RM: So you’ve stepped back from leading BAAI, what are you spending your time on now?
ZH: I’m excited and believe that large AI models will change the way we do robotics, and finally give robotics a break, it’s just so thrilling. Also, I feel that China has some advantages here. China has the largest manufacturing base and is more sophisticated than many other countries in hardware. That’s what interests me.
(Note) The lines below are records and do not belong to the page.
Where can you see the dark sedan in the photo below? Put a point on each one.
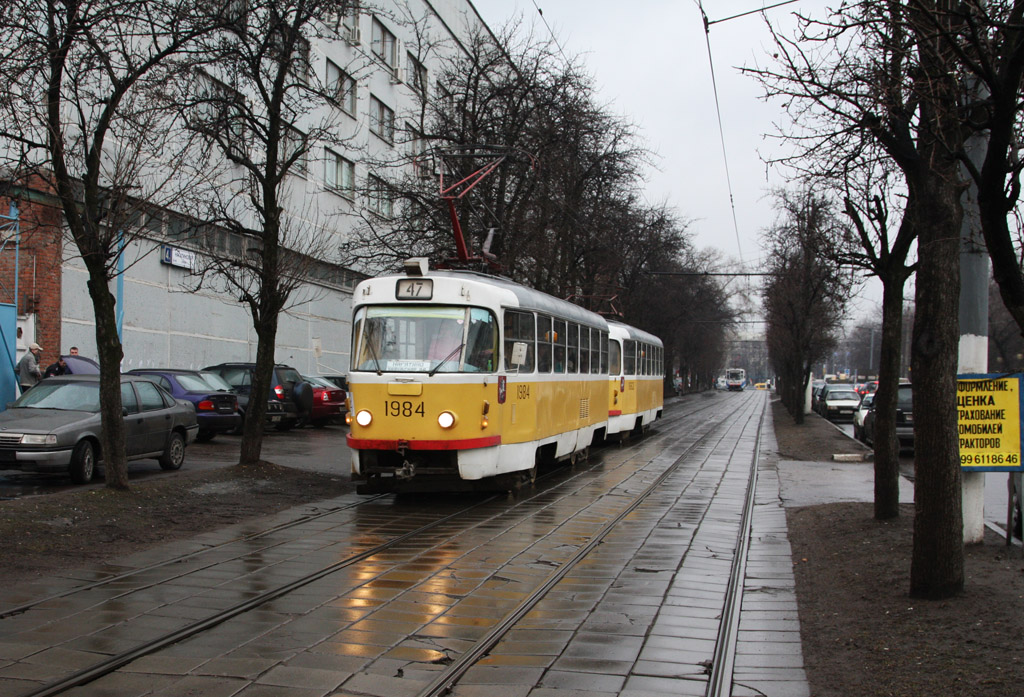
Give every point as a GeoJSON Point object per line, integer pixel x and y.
{"type": "Point", "coordinates": [216, 405]}
{"type": "Point", "coordinates": [329, 402]}
{"type": "Point", "coordinates": [290, 399]}
{"type": "Point", "coordinates": [54, 427]}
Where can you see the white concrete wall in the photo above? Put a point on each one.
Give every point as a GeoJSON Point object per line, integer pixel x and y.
{"type": "Point", "coordinates": [166, 325]}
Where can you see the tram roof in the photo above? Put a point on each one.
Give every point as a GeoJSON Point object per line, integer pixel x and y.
{"type": "Point", "coordinates": [527, 298]}
{"type": "Point", "coordinates": [635, 334]}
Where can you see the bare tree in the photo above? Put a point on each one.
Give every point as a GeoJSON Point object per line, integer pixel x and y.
{"type": "Point", "coordinates": [260, 107]}
{"type": "Point", "coordinates": [805, 293]}
{"type": "Point", "coordinates": [878, 77]}
{"type": "Point", "coordinates": [84, 111]}
{"type": "Point", "coordinates": [986, 40]}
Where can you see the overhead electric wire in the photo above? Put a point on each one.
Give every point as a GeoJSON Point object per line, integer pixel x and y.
{"type": "Point", "coordinates": [552, 33]}
{"type": "Point", "coordinates": [721, 131]}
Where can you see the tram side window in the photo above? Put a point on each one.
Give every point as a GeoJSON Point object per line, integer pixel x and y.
{"type": "Point", "coordinates": [481, 342]}
{"type": "Point", "coordinates": [572, 354]}
{"type": "Point", "coordinates": [560, 344]}
{"type": "Point", "coordinates": [519, 328]}
{"type": "Point", "coordinates": [584, 349]}
{"type": "Point", "coordinates": [543, 343]}
{"type": "Point", "coordinates": [614, 357]}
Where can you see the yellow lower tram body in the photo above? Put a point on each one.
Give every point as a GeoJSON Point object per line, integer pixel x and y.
{"type": "Point", "coordinates": [502, 429]}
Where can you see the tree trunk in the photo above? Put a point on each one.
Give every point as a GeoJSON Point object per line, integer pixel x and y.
{"type": "Point", "coordinates": [937, 564]}
{"type": "Point", "coordinates": [886, 444]}
{"type": "Point", "coordinates": [110, 354]}
{"type": "Point", "coordinates": [252, 431]}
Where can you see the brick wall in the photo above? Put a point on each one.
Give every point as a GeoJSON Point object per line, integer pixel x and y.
{"type": "Point", "coordinates": [39, 261]}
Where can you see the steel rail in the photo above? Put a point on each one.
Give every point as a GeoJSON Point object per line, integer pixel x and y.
{"type": "Point", "coordinates": [96, 670]}
{"type": "Point", "coordinates": [724, 659]}
{"type": "Point", "coordinates": [114, 662]}
{"type": "Point", "coordinates": [445, 680]}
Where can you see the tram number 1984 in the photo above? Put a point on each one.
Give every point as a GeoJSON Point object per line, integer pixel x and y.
{"type": "Point", "coordinates": [395, 407]}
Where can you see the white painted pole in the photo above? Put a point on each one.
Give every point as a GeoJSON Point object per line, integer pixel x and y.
{"type": "Point", "coordinates": [974, 329]}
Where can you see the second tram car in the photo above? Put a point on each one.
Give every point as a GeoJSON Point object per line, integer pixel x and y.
{"type": "Point", "coordinates": [461, 381]}
{"type": "Point", "coordinates": [636, 379]}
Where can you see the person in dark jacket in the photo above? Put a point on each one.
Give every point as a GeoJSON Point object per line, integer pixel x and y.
{"type": "Point", "coordinates": [57, 368]}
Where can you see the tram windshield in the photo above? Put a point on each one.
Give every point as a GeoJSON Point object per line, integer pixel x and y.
{"type": "Point", "coordinates": [425, 339]}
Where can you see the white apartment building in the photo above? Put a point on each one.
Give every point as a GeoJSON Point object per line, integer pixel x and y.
{"type": "Point", "coordinates": [376, 60]}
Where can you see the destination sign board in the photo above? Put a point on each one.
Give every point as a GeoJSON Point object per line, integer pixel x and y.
{"type": "Point", "coordinates": [988, 407]}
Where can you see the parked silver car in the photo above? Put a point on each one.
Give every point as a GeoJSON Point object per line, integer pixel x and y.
{"type": "Point", "coordinates": [54, 427]}
{"type": "Point", "coordinates": [858, 417]}
{"type": "Point", "coordinates": [840, 401]}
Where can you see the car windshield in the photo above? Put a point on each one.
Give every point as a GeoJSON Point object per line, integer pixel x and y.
{"type": "Point", "coordinates": [425, 339]}
{"type": "Point", "coordinates": [216, 382]}
{"type": "Point", "coordinates": [905, 399]}
{"type": "Point", "coordinates": [193, 383]}
{"type": "Point", "coordinates": [289, 375]}
{"type": "Point", "coordinates": [66, 396]}
{"type": "Point", "coordinates": [320, 382]}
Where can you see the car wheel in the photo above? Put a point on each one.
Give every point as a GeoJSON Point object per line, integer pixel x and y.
{"type": "Point", "coordinates": [174, 454]}
{"type": "Point", "coordinates": [83, 463]}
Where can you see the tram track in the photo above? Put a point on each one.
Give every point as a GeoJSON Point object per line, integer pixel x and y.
{"type": "Point", "coordinates": [722, 664]}
{"type": "Point", "coordinates": [304, 520]}
{"type": "Point", "coordinates": [121, 659]}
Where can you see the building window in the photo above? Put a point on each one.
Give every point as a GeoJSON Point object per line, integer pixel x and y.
{"type": "Point", "coordinates": [341, 87]}
{"type": "Point", "coordinates": [418, 151]}
{"type": "Point", "coordinates": [381, 119]}
{"type": "Point", "coordinates": [416, 76]}
{"type": "Point", "coordinates": [293, 144]}
{"type": "Point", "coordinates": [340, 174]}
{"type": "Point", "coordinates": [220, 115]}
{"type": "Point", "coordinates": [379, 194]}
{"type": "Point", "coordinates": [383, 44]}
{"type": "Point", "coordinates": [350, 26]}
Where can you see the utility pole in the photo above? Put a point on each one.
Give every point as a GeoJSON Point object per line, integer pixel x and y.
{"type": "Point", "coordinates": [973, 323]}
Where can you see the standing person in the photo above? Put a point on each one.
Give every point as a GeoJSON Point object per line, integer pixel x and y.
{"type": "Point", "coordinates": [29, 372]}
{"type": "Point", "coordinates": [57, 368]}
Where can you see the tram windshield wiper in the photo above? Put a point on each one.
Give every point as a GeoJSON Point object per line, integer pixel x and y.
{"type": "Point", "coordinates": [446, 358]}
{"type": "Point", "coordinates": [373, 354]}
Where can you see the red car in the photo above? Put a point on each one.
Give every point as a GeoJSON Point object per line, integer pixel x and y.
{"type": "Point", "coordinates": [867, 388]}
{"type": "Point", "coordinates": [329, 402]}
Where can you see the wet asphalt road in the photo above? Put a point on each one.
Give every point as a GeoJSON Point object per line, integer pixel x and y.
{"type": "Point", "coordinates": [321, 450]}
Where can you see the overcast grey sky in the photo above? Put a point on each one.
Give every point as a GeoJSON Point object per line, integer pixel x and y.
{"type": "Point", "coordinates": [649, 60]}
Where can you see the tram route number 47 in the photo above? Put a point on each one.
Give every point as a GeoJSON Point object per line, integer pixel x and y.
{"type": "Point", "coordinates": [395, 407]}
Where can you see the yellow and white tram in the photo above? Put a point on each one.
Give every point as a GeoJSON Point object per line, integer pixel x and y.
{"type": "Point", "coordinates": [636, 379]}
{"type": "Point", "coordinates": [462, 381]}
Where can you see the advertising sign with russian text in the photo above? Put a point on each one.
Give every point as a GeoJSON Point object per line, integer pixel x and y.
{"type": "Point", "coordinates": [989, 422]}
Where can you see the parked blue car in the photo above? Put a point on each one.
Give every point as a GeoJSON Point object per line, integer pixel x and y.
{"type": "Point", "coordinates": [216, 405]}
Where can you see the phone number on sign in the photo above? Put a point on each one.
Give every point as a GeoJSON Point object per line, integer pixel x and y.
{"type": "Point", "coordinates": [990, 459]}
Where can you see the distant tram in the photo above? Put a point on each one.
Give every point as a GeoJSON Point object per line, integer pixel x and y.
{"type": "Point", "coordinates": [735, 379]}
{"type": "Point", "coordinates": [461, 381]}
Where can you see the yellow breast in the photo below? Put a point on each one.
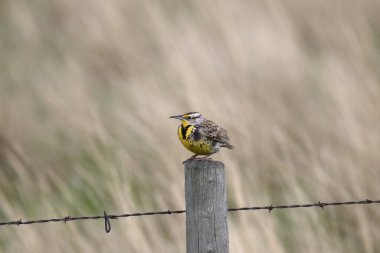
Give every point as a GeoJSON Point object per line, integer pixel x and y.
{"type": "Point", "coordinates": [199, 147]}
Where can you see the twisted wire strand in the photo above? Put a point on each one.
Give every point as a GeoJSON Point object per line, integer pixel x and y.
{"type": "Point", "coordinates": [107, 217]}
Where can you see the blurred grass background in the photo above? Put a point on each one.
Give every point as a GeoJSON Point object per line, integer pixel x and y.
{"type": "Point", "coordinates": [86, 88]}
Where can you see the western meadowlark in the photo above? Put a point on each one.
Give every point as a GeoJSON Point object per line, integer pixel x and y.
{"type": "Point", "coordinates": [201, 136]}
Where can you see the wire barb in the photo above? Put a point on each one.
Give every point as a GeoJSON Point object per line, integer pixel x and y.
{"type": "Point", "coordinates": [107, 223]}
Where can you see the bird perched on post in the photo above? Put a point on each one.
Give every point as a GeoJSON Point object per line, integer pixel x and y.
{"type": "Point", "coordinates": [200, 135]}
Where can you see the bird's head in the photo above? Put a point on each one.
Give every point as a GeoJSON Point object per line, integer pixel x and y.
{"type": "Point", "coordinates": [191, 118]}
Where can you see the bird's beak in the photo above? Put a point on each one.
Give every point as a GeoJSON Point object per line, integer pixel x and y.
{"type": "Point", "coordinates": [176, 117]}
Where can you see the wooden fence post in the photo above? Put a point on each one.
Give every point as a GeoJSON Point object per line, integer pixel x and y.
{"type": "Point", "coordinates": [206, 207]}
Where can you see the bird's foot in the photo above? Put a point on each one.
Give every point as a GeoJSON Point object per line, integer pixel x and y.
{"type": "Point", "coordinates": [194, 157]}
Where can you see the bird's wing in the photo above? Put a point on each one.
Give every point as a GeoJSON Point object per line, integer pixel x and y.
{"type": "Point", "coordinates": [213, 132]}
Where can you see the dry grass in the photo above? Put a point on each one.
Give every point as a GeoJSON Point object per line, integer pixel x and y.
{"type": "Point", "coordinates": [87, 88]}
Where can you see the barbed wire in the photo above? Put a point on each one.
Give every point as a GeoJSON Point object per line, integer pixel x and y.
{"type": "Point", "coordinates": [107, 217]}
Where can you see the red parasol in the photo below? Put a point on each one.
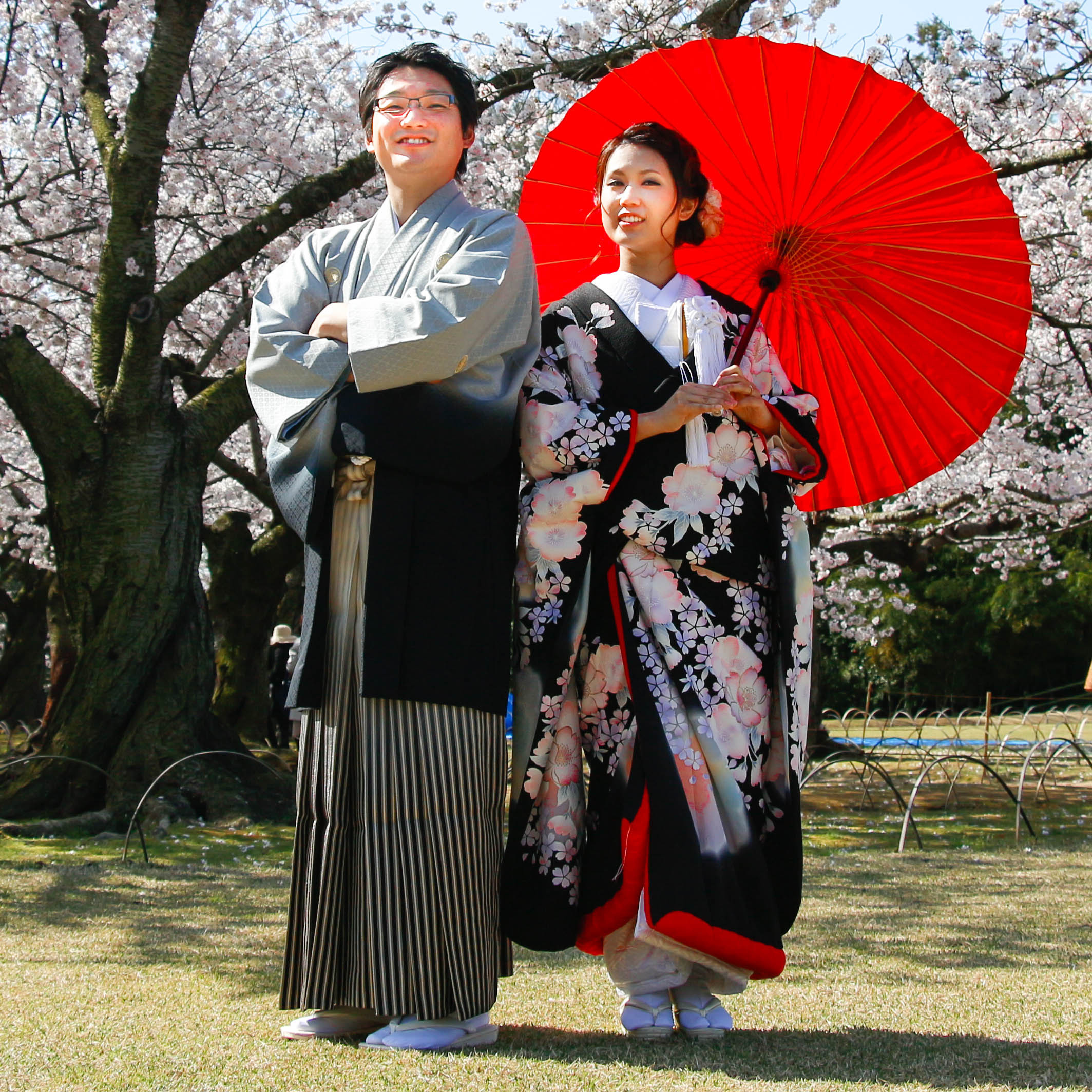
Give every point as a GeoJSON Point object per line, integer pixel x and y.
{"type": "Point", "coordinates": [905, 297]}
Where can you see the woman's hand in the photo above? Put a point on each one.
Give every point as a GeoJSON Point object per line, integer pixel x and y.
{"type": "Point", "coordinates": [689, 401]}
{"type": "Point", "coordinates": [332, 322]}
{"type": "Point", "coordinates": [742, 397]}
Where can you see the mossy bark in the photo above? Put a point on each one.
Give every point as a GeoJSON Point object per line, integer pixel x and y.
{"type": "Point", "coordinates": [24, 590]}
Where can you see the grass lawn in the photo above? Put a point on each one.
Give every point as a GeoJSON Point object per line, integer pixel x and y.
{"type": "Point", "coordinates": [950, 969]}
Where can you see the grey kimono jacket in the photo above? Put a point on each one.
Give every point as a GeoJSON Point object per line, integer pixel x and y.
{"type": "Point", "coordinates": [443, 328]}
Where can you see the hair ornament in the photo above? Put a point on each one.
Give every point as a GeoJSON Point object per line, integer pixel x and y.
{"type": "Point", "coordinates": [710, 216]}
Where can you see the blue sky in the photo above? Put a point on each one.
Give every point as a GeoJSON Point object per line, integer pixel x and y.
{"type": "Point", "coordinates": [856, 21]}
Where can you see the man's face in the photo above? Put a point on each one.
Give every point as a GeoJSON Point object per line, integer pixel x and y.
{"type": "Point", "coordinates": [424, 144]}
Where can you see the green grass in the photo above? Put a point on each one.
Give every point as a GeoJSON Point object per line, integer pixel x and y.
{"type": "Point", "coordinates": [951, 969]}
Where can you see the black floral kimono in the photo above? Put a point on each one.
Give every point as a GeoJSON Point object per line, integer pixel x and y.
{"type": "Point", "coordinates": [664, 635]}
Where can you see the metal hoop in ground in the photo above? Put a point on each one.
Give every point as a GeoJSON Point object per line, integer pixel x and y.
{"type": "Point", "coordinates": [91, 766]}
{"type": "Point", "coordinates": [160, 778]}
{"type": "Point", "coordinates": [962, 760]}
{"type": "Point", "coordinates": [1061, 745]}
{"type": "Point", "coordinates": [844, 757]}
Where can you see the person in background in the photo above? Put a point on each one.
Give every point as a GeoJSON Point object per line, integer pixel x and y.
{"type": "Point", "coordinates": [281, 644]}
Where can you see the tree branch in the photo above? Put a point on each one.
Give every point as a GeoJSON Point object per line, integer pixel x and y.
{"type": "Point", "coordinates": [238, 314]}
{"type": "Point", "coordinates": [95, 83]}
{"type": "Point", "coordinates": [721, 20]}
{"type": "Point", "coordinates": [214, 414]}
{"type": "Point", "coordinates": [1080, 154]}
{"type": "Point", "coordinates": [135, 196]}
{"type": "Point", "coordinates": [250, 481]}
{"type": "Point", "coordinates": [58, 417]}
{"type": "Point", "coordinates": [305, 199]}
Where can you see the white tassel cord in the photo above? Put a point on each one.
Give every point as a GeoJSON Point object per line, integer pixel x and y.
{"type": "Point", "coordinates": [703, 318]}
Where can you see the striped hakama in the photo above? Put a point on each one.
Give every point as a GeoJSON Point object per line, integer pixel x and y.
{"type": "Point", "coordinates": [397, 861]}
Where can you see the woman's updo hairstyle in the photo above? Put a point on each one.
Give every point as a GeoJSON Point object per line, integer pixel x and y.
{"type": "Point", "coordinates": [682, 160]}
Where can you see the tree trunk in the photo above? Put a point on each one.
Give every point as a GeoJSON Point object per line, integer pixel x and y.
{"type": "Point", "coordinates": [247, 587]}
{"type": "Point", "coordinates": [22, 667]}
{"type": "Point", "coordinates": [127, 535]}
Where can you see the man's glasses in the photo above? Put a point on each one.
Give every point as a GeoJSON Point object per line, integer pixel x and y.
{"type": "Point", "coordinates": [396, 106]}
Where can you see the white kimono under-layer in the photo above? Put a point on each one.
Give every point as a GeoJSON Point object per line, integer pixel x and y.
{"type": "Point", "coordinates": [657, 315]}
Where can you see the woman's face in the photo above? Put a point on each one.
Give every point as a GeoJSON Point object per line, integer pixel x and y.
{"type": "Point", "coordinates": [637, 200]}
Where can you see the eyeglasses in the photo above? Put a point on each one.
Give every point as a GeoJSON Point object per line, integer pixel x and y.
{"type": "Point", "coordinates": [396, 106]}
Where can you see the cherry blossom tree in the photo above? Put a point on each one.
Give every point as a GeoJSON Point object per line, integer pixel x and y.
{"type": "Point", "coordinates": [156, 161]}
{"type": "Point", "coordinates": [1021, 93]}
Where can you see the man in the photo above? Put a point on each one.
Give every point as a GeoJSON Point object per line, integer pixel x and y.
{"type": "Point", "coordinates": [386, 362]}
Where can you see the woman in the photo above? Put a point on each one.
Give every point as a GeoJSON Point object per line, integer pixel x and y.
{"type": "Point", "coordinates": [665, 620]}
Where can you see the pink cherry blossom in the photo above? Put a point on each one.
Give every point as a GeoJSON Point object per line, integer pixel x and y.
{"type": "Point", "coordinates": [581, 348]}
{"type": "Point", "coordinates": [731, 452]}
{"type": "Point", "coordinates": [555, 541]}
{"type": "Point", "coordinates": [555, 502]}
{"type": "Point", "coordinates": [659, 595]}
{"type": "Point", "coordinates": [693, 489]}
{"type": "Point", "coordinates": [565, 762]}
{"type": "Point", "coordinates": [731, 736]}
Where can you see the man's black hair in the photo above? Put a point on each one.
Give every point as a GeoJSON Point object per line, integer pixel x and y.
{"type": "Point", "coordinates": [426, 56]}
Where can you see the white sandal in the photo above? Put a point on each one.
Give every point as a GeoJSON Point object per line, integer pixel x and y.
{"type": "Point", "coordinates": [640, 1003]}
{"type": "Point", "coordinates": [339, 1022]}
{"type": "Point", "coordinates": [684, 1005]}
{"type": "Point", "coordinates": [449, 1033]}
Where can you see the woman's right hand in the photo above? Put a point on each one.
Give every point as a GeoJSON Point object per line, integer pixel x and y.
{"type": "Point", "coordinates": [689, 401]}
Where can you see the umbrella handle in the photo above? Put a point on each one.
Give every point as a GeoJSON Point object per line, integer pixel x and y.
{"type": "Point", "coordinates": [768, 282]}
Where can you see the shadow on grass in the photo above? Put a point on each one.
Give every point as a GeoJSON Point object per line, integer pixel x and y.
{"type": "Point", "coordinates": [861, 1055]}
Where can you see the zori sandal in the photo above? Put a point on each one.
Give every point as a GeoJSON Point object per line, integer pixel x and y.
{"type": "Point", "coordinates": [648, 1016]}
{"type": "Point", "coordinates": [701, 1017]}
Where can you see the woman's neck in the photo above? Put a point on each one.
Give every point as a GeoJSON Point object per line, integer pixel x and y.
{"type": "Point", "coordinates": [657, 269]}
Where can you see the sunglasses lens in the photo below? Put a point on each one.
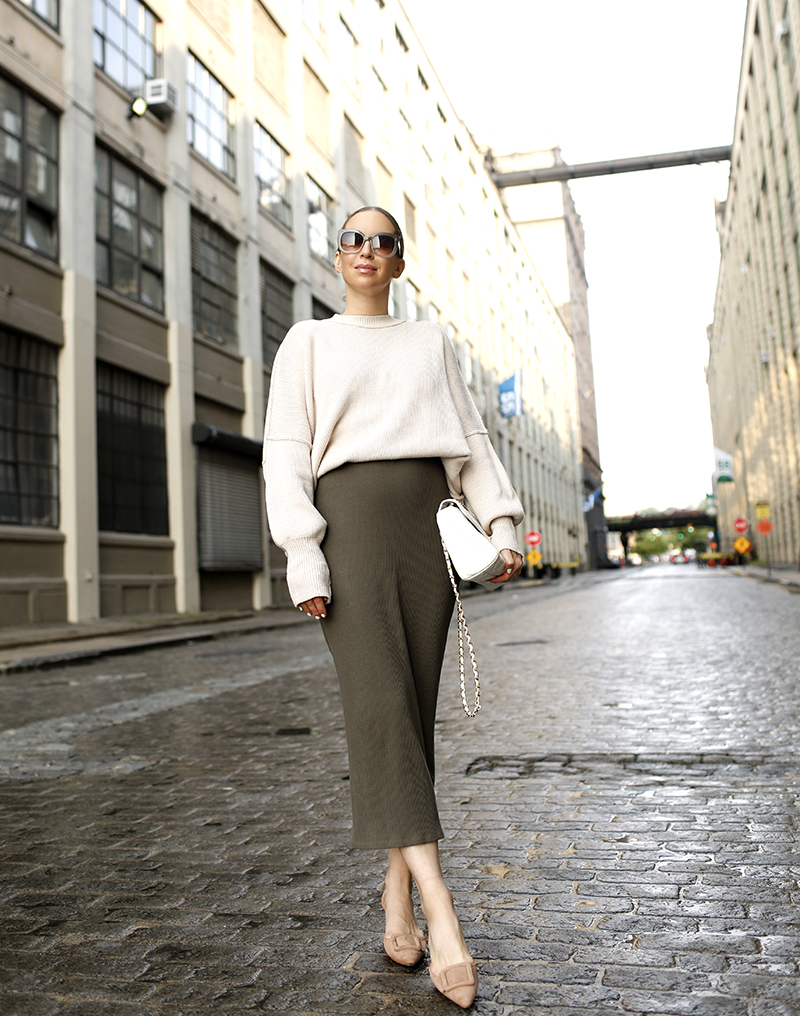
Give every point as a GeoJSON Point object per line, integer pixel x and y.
{"type": "Point", "coordinates": [384, 244]}
{"type": "Point", "coordinates": [351, 241]}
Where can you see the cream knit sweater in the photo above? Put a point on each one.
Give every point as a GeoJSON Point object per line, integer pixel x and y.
{"type": "Point", "coordinates": [360, 389]}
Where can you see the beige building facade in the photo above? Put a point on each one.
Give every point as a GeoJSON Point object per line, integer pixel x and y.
{"type": "Point", "coordinates": [150, 265]}
{"type": "Point", "coordinates": [754, 340]}
{"type": "Point", "coordinates": [549, 226]}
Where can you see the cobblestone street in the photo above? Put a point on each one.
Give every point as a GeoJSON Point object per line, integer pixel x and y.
{"type": "Point", "coordinates": [621, 817]}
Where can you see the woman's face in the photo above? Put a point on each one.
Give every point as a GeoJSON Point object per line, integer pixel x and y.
{"type": "Point", "coordinates": [365, 271]}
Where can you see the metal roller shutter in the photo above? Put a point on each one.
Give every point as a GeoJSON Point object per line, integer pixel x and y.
{"type": "Point", "coordinates": [229, 511]}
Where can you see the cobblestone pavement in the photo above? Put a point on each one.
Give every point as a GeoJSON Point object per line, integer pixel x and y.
{"type": "Point", "coordinates": [622, 818]}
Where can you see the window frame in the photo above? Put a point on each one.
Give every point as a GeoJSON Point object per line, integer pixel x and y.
{"type": "Point", "coordinates": [208, 283]}
{"type": "Point", "coordinates": [31, 154]}
{"type": "Point", "coordinates": [55, 4]}
{"type": "Point", "coordinates": [315, 207]}
{"type": "Point", "coordinates": [209, 84]}
{"type": "Point", "coordinates": [103, 39]}
{"type": "Point", "coordinates": [142, 224]}
{"type": "Point", "coordinates": [123, 443]}
{"type": "Point", "coordinates": [24, 470]}
{"type": "Point", "coordinates": [283, 194]}
{"type": "Point", "coordinates": [270, 280]}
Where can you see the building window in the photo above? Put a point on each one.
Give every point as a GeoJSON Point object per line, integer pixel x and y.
{"type": "Point", "coordinates": [312, 18]}
{"type": "Point", "coordinates": [47, 10]}
{"type": "Point", "coordinates": [209, 118]}
{"type": "Point", "coordinates": [273, 190]}
{"type": "Point", "coordinates": [410, 214]}
{"type": "Point", "coordinates": [131, 453]}
{"type": "Point", "coordinates": [213, 281]}
{"type": "Point", "coordinates": [129, 232]}
{"type": "Point", "coordinates": [321, 229]}
{"type": "Point", "coordinates": [320, 311]}
{"type": "Point", "coordinates": [277, 310]}
{"type": "Point", "coordinates": [28, 171]}
{"type": "Point", "coordinates": [28, 431]}
{"type": "Point", "coordinates": [412, 302]}
{"type": "Point", "coordinates": [127, 42]}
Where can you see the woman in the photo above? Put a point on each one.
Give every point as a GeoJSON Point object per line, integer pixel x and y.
{"type": "Point", "coordinates": [369, 427]}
I would say a large part of my motivation is driven by curiosity. It’s something I feel excited about and also something I feel I can learn from. Also, I spend more time now overseas. I spend time in Singapore and participate in some government-organised meetings and activities there. I would like to spend more time in Silicon Valley and just to be more in touch.
I’m still involved in organising BAAI’s technical conference on AI. It’s purely technical. The entire programme is organised by technical people actively working in the field, focusing on various aspects of AI. People come here to learn and exchange ideas, just like at any academic conference. It’s not commercial.
There’s value in having people come together to learn and exchange ideas. Last year we had Hinton, [Yann] LeCun, Sam Altman and we had Chinese scientists exchange and argue with them.